Although I cherish the beauty and the history of Israel, what made this trip special was watching my family. There was much I couldn't see because of wheelchair access, intense heat, but because I sat back, I was able to see things the others were not. For example, we visited an ancient synagogue in what looked like a working-class Arab neighborhood. I sat on the bus with Sam and Pat as they quickly got bored with the synagogue and returned. In a few minutes a young boy about 10 years old came up to the bus and asked Sam his name. He said his name was Sultan (pronounced Sool tan) and said to Sam "play football" which is soccer in most of the world? Sam said no, but he would try. Sultan hollered something I couldn't understand to a friend or relative in an apartment building, but one of the words was football. In a few minutes and older boy and a few girls appeared and there was my grandson playing soccer in the parking lot with a few Arab kids. I was moved to tears as I was reminded how much our children have to teach us.
Sam at the wall:
as many of you know, Sam is on the autism spectrum and has his own way of looking at the world. Some of his observations are pristine and remarkable, some are just damn cute and some are a combination of both.

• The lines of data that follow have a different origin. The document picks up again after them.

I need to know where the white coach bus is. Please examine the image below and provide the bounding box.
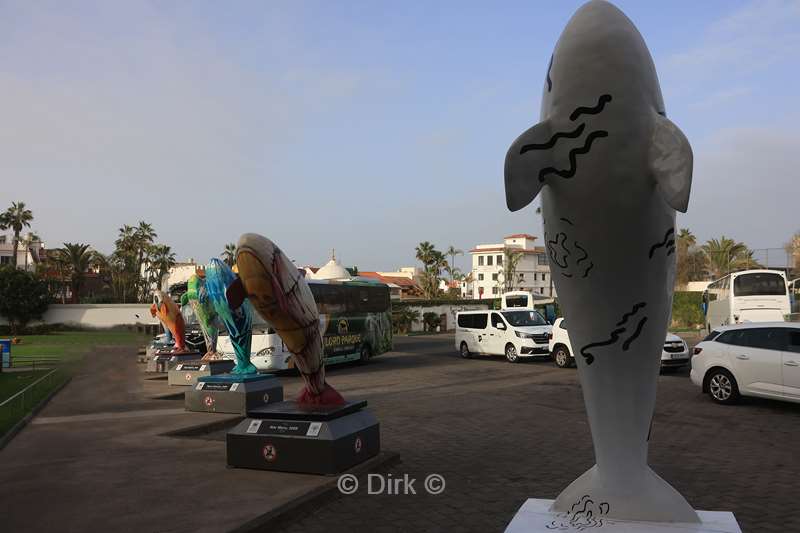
[703,270,791,333]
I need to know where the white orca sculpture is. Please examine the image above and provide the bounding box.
[505,0,699,525]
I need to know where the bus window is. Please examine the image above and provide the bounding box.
[733,272,786,296]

The next day we visited the old city in Jerusalem. This is the most precious and holy site of the three Abrahamic religions and at the same time, a bustling small metropolis that looks as though it's been unchanged in 2000 years. Debbie was careful to explain to Sam the meaning of the Western Wall as one of the holiest places in the world. When the time came, I was unable to go as the cobblestones made it almost impossible for me to pass. Our rabbi, Barry Schwartz already had been building a relationship with Sam so he volunteered to take him to the wall where both of them prayed.

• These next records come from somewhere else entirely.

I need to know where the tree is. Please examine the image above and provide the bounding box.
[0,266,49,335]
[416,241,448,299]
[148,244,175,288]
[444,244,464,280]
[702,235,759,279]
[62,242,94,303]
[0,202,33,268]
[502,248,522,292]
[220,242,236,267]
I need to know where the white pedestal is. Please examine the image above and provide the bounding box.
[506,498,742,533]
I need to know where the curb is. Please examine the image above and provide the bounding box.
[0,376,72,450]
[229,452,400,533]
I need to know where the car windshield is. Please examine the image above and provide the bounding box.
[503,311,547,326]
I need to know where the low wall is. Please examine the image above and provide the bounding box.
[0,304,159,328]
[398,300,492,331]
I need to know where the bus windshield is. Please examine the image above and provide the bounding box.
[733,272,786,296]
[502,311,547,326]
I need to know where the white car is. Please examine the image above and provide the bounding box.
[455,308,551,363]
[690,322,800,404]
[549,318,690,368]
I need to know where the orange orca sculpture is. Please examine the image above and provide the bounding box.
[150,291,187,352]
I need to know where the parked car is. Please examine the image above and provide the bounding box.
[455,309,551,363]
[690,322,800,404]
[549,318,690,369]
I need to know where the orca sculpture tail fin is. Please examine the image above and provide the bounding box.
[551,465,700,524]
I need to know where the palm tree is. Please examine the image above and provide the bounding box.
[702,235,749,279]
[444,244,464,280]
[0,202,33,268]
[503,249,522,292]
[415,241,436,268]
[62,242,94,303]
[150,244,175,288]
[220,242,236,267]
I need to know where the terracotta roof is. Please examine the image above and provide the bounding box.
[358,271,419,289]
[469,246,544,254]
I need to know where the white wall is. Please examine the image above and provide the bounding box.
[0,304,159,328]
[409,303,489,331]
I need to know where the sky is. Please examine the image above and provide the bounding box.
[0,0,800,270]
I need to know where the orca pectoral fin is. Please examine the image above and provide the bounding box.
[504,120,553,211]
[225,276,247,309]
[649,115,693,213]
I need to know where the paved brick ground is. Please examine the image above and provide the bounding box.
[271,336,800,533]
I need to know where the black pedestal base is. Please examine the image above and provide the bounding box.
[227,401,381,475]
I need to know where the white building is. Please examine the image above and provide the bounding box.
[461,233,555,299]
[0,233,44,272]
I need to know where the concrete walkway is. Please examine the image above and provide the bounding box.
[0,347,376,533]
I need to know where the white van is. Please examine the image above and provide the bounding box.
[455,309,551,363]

When Sam got back, he gave his mother the full report: "mommy, I know I prayered the right way because I was with the Rabbi. But when I got done prayering, the Rabbi wasn't so I need shadow puppets on the wall. And you know what, the sun was perfect for shadow puppets. And I think I know why, because that is a very special place. Anyway, when I was done that I touched the wall and one of the notes fell out and I didn't know what to do. So I quickly picked it up and put it back in the wall and I think it will be okay now because, you know, the five second rule."
And that was Sam's experience praying with my Rabbi at a sacred place.

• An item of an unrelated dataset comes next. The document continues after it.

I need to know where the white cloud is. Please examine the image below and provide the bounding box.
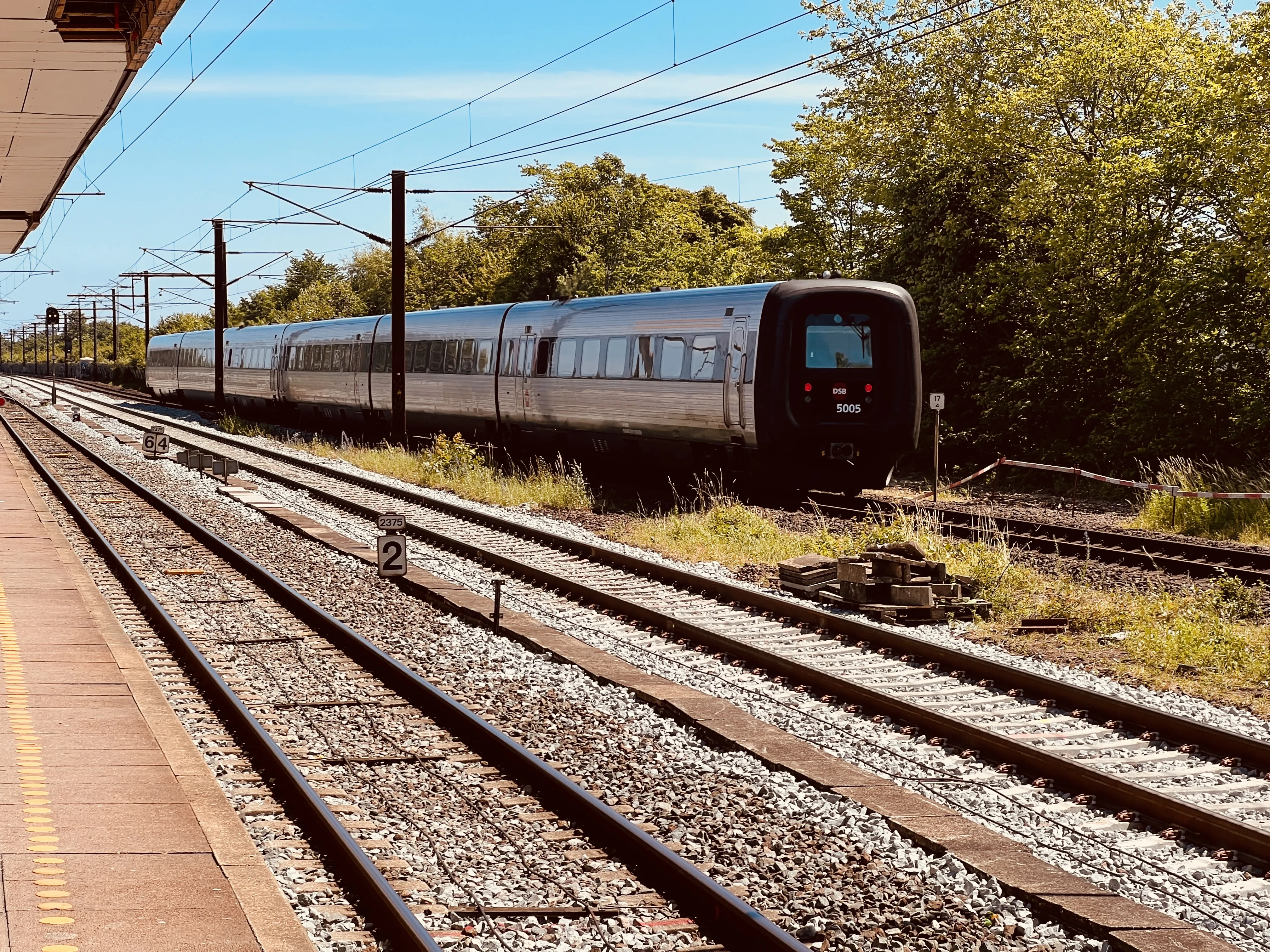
[145,70,828,105]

As our time in Israel wound down, we visited the Dead Sea. This is the lowest place on earth and a body of water that is evaporating rapidly. It's also a body of water with a salt content of nearly 40%, which makes it impossible to sustain life. It also makes it impossible to sink! One of my not so hidden agendas in going to Israel was to float in the Dead Sea with Sam. It was over 100° that day, but I was determined. So I slowly navigated my wheelchair over about 200 yards of cobblestones resting under the occasional tree. By the time I arrived at the city, Sam had already been in there and wasn't very happy about it as he had a rash on his back and the high salt content was painful.
When I got near the shore, three or four of my fellow travelers helped me out of my wheelchair and into a plastic lawn chair and carried me into the water. The rest of my group slowly circled around as my nurse slid me off the chair and allowed me to float. Many were taking pictures and some were crying as Sam got back in the water just to be with his pop and then both his parents joined us. As the four of us floated together for the first time in our lives, our group surrounded us and quite spontaneously sang a Hebrew song of joy. There I was feeling self-conscious, grateful, loved and in love all at the same time.
It everything I dreamed and more. I fell in love with the land, my fellow travelers, my religion and my family al l over again.